Methods Randomised controlled trial.
Participants Inclusion: women with a singleton fetus in vertex presentation at ≥ 37 weeks to 40 weeks of gestation and induction due to prolonged pregnancy (40‐42 weeks), premature rupture of membranes, or mild pre‐eclampsia/hypertension ≥ 39 weeks.
Exclusion: non‐vertex presentation, previous caesarean, multiple pregnancy/hydramnios, cervical dilatation of > 3 cm on admission, congenital fetal anomaly, fetal distress on admission, estimated fetal weight > 4 kg, severe maternal disease/complication (i.e. pre‐eclampsia/eclampsia, APH, diabetes, or heart disease).
Setting: Chittagong Medical College & Hospital, Bangladesh, June to December 2004 (period of inclusion).
Number of included participants: 50 with continued versus 50 with discontinued oxytocin.
No Consort trial flow diagram was provided.
Primigravid and multiparous participants were both included and induced with different dose oxytocin regimens. But the rate of each parity was not reported.
Participants were recruited prior to induction of labour and quote: "when the cervix was not ripened per vaginal prostaglandin was given first". The rate of prostaglandin use by group was not reported.
Interventions
  1. Oxytocin

  2. No infusion


5 IU and 2.5 IU in 500 mL ringer lactate solution or 5% dextrose in normal saline in primigravid and multigravid patients. Starting dose 10 drops/minute. Drip was increased every half hour until there was effective contractions and 5 cm cervical dilatation was reached. Maximum dose: 20 mu/minute.
Outcomes
  1. Duration from induction to delivery

  2. Duration of labour stages

  3. Maximal dose and total dose of oxytocin

  4. Use of analgesia

  5. Abnormal fetal heart rate

  6. Uterine hyperstimulation (more than 6 contractions per 10 minute)

  7. Mode of delivery

  8. The need for neonatal resuscitation

  9. Admission to NICU

  10. Birth asphyxia

  11. Neonatal jaundice

  12. Mean Apgar score at 1 minute

  13. Postpartum haemorrhage (as defined by the authors)

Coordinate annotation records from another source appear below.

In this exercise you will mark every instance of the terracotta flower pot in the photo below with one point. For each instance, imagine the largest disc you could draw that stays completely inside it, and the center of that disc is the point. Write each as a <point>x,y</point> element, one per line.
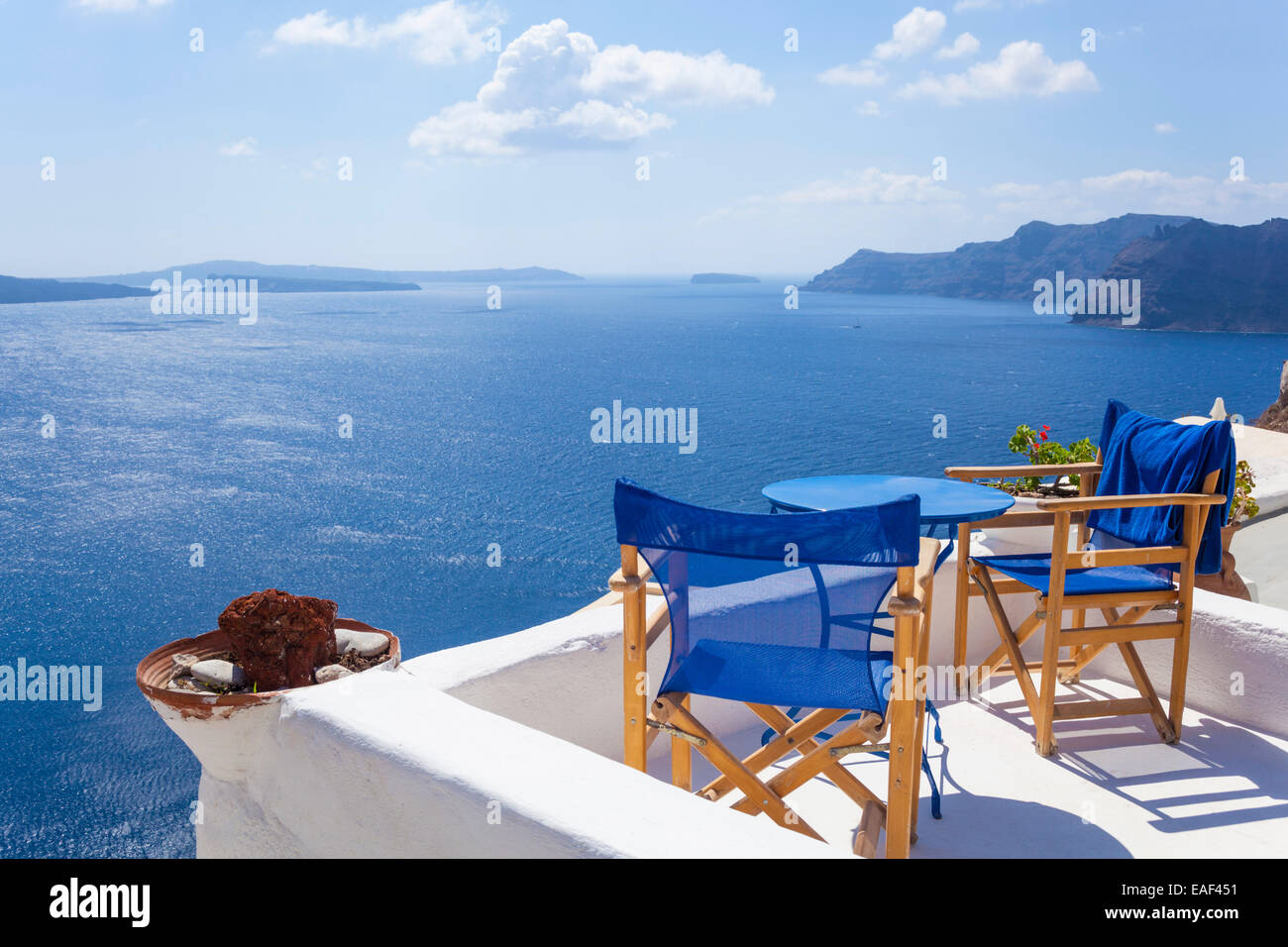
<point>226,732</point>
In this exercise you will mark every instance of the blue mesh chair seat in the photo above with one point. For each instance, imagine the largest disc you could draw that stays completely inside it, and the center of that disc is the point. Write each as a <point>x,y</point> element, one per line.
<point>778,612</point>
<point>1162,492</point>
<point>1034,571</point>
<point>785,676</point>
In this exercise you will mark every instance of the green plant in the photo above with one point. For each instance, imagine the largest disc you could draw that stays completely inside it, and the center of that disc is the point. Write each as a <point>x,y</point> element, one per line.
<point>1039,449</point>
<point>1244,505</point>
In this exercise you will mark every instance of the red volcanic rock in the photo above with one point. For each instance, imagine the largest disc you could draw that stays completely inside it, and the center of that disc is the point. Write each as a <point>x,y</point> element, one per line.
<point>278,638</point>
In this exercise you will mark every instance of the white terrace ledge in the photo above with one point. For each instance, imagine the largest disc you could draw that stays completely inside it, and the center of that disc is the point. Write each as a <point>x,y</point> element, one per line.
<point>511,746</point>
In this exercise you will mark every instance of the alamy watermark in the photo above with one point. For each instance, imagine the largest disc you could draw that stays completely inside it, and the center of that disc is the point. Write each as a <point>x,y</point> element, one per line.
<point>651,425</point>
<point>1090,296</point>
<point>213,296</point>
<point>69,684</point>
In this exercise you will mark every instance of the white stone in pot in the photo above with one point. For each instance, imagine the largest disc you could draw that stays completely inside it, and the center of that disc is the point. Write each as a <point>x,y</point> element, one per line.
<point>331,673</point>
<point>218,673</point>
<point>364,643</point>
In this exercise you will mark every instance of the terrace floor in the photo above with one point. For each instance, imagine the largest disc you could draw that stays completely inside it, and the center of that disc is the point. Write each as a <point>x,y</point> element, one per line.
<point>1112,789</point>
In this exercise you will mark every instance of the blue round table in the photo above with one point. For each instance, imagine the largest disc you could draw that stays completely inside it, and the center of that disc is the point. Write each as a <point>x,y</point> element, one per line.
<point>943,501</point>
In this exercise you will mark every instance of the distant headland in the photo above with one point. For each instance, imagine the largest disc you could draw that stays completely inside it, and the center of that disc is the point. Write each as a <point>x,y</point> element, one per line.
<point>1183,272</point>
<point>271,278</point>
<point>721,277</point>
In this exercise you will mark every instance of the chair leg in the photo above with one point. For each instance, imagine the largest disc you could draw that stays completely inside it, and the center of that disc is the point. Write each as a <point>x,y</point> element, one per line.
<point>682,758</point>
<point>1044,718</point>
<point>1051,644</point>
<point>870,831</point>
<point>961,616</point>
<point>668,707</point>
<point>1180,665</point>
<point>1010,642</point>
<point>1146,688</point>
<point>784,744</point>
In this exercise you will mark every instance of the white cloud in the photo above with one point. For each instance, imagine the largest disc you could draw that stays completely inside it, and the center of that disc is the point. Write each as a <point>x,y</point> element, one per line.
<point>1136,179</point>
<point>914,34</point>
<point>1142,191</point>
<point>555,89</point>
<point>627,72</point>
<point>867,187</point>
<point>439,34</point>
<point>871,185</point>
<point>965,44</point>
<point>1020,68</point>
<point>244,147</point>
<point>866,73</point>
<point>119,5</point>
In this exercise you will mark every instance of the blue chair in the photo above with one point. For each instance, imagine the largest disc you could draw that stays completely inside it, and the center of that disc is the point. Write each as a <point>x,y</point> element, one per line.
<point>1160,495</point>
<point>755,604</point>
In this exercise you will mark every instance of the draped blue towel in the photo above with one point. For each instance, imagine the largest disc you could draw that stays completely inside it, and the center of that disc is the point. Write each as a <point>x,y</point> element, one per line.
<point>1150,455</point>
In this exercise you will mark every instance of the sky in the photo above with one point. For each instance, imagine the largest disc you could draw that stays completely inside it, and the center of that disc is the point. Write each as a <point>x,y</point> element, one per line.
<point>610,138</point>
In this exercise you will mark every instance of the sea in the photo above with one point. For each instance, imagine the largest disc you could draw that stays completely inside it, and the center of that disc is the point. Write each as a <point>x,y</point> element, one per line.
<point>428,462</point>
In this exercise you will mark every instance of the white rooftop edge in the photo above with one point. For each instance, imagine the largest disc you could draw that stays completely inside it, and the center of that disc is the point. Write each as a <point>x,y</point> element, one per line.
<point>511,748</point>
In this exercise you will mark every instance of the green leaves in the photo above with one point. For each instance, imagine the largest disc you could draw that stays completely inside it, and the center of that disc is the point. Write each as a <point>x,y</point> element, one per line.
<point>1039,449</point>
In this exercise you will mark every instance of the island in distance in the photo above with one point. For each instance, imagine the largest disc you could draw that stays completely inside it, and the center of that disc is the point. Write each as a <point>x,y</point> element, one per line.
<point>263,270</point>
<point>271,278</point>
<point>282,283</point>
<point>721,277</point>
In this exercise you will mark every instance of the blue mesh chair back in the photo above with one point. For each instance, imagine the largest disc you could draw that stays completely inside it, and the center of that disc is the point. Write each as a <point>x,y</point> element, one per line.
<point>773,609</point>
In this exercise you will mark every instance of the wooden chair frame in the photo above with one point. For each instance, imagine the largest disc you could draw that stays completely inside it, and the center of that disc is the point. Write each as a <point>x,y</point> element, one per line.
<point>905,719</point>
<point>1122,628</point>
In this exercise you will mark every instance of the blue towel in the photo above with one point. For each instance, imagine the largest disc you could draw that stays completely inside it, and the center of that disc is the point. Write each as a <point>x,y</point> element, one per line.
<point>1149,455</point>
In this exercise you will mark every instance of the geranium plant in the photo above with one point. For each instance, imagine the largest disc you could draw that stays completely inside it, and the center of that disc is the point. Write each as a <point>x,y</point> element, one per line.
<point>1244,505</point>
<point>1039,449</point>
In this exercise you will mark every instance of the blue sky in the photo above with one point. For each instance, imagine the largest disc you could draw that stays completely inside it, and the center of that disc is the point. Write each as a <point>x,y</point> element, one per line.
<point>510,133</point>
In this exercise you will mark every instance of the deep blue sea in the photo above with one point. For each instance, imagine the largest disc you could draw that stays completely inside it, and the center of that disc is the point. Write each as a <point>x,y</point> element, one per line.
<point>469,427</point>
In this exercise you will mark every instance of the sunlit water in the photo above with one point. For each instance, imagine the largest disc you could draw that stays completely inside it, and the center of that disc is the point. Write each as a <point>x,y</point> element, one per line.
<point>471,427</point>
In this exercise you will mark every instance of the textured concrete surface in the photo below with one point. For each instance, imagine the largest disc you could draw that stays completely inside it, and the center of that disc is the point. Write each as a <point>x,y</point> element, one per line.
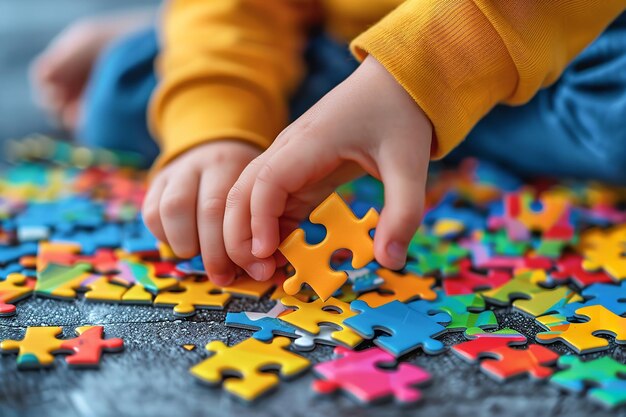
<point>150,377</point>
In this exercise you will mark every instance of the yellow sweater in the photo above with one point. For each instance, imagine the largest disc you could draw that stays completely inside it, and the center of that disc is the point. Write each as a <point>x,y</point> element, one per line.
<point>228,66</point>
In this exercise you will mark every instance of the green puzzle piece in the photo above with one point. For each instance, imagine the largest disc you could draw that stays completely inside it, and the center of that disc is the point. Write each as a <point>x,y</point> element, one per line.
<point>609,389</point>
<point>466,311</point>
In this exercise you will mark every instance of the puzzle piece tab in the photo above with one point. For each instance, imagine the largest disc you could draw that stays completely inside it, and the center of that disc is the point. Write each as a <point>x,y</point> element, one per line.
<point>87,348</point>
<point>309,317</point>
<point>14,288</point>
<point>249,361</point>
<point>503,362</point>
<point>399,287</point>
<point>343,231</point>
<point>359,375</point>
<point>193,294</point>
<point>582,337</point>
<point>36,348</point>
<point>406,329</point>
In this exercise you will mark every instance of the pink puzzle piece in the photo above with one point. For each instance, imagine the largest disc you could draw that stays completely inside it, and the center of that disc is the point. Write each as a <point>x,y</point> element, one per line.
<point>357,374</point>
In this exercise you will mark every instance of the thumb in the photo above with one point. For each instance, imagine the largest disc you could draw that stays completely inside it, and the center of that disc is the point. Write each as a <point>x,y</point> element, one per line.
<point>404,177</point>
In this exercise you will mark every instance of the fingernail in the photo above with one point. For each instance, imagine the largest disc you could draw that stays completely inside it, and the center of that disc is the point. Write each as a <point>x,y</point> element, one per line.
<point>256,246</point>
<point>257,270</point>
<point>397,252</point>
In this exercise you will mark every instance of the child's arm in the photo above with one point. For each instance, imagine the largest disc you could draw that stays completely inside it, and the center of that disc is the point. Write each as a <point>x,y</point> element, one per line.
<point>226,71</point>
<point>449,61</point>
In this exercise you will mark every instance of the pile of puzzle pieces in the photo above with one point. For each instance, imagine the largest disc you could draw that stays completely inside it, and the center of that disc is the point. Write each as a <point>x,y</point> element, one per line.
<point>489,242</point>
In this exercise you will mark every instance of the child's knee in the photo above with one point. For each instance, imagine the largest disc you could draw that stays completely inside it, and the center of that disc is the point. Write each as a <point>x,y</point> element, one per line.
<point>117,96</point>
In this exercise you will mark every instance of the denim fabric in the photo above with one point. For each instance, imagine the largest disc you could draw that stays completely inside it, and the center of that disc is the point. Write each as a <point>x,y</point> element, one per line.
<point>576,127</point>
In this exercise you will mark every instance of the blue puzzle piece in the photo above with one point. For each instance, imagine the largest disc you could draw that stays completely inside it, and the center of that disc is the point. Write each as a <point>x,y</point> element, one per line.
<point>9,254</point>
<point>467,311</point>
<point>266,327</point>
<point>137,238</point>
<point>193,266</point>
<point>446,210</point>
<point>62,215</point>
<point>611,296</point>
<point>107,236</point>
<point>407,329</point>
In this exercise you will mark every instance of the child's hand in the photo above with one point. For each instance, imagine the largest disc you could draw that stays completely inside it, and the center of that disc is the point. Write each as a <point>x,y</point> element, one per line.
<point>369,123</point>
<point>186,200</point>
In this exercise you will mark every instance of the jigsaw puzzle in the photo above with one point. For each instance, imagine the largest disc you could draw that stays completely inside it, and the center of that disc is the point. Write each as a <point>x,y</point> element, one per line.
<point>605,377</point>
<point>359,374</point>
<point>405,329</point>
<point>343,231</point>
<point>248,361</point>
<point>553,251</point>
<point>501,361</point>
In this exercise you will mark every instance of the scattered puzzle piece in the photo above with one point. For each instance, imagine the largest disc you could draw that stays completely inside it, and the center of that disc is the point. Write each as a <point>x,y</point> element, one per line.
<point>406,329</point>
<point>87,348</point>
<point>309,317</point>
<point>36,348</point>
<point>501,361</point>
<point>193,294</point>
<point>13,289</point>
<point>359,375</point>
<point>468,281</point>
<point>399,287</point>
<point>266,325</point>
<point>343,231</point>
<point>601,374</point>
<point>466,311</point>
<point>605,250</point>
<point>249,361</point>
<point>582,337</point>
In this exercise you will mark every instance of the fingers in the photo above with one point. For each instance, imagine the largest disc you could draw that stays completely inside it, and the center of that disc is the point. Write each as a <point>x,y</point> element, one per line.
<point>404,175</point>
<point>286,171</point>
<point>177,209</point>
<point>210,211</point>
<point>150,208</point>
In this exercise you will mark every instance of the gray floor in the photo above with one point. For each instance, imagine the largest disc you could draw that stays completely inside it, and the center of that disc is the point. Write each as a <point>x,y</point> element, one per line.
<point>150,377</point>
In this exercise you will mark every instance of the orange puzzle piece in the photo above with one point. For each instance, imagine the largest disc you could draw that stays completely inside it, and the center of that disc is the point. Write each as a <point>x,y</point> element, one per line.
<point>343,231</point>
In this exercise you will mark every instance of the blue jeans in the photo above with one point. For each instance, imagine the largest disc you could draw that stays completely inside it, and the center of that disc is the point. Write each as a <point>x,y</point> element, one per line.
<point>574,128</point>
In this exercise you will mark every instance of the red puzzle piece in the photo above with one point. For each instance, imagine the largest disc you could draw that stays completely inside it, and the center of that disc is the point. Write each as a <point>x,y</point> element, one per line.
<point>468,281</point>
<point>357,374</point>
<point>88,346</point>
<point>503,362</point>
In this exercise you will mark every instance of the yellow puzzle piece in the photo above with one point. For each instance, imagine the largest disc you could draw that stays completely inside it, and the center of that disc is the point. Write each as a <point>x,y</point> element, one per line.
<point>193,294</point>
<point>582,337</point>
<point>343,231</point>
<point>247,361</point>
<point>309,316</point>
<point>399,287</point>
<point>36,348</point>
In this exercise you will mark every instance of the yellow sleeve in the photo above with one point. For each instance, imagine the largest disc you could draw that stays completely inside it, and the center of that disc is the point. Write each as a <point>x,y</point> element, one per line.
<point>225,72</point>
<point>459,58</point>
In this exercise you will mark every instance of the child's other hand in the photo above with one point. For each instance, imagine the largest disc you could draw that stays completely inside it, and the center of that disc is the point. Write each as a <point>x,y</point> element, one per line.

Notes Sources of trial funding: no information provided.
The trial was not registered.
Information on declaration of interest is absent from the trial report.
Risk of bias
Bias Authors' judgement Support for judgement
Random sequence generation (selection bias) Low risk Computer‐generated number sequence.
Allocation concealment (selection bias) Unclear risk Sealed envelopes were opened before dividing the patients in 2 groups. Envelopes were not reported to be numbered and there was no statement about missing envelopes Lack of CONSORT flow diagram.
Blinding of participants and personnel (performance bias) 
 All outcomes High risk No blinding and no placebo used. Prostaglandin was administered after envelope opening but the rate by group was not reported.
Blinding of outcome assessment (detection bias) 
 All outcomes High risk No blinding.
Incomplete outcome data (attrition bias) 
 All outcomes Unclear risk No information on the number of eligible women. No flow diagram presented.
Selective reporting (reporting bias) High risk No protocol was published prior to article. Unregistered trial.
Other bias High risk Randomisation was performed when oxytocin infusion was initiated and not when continued or discontinued.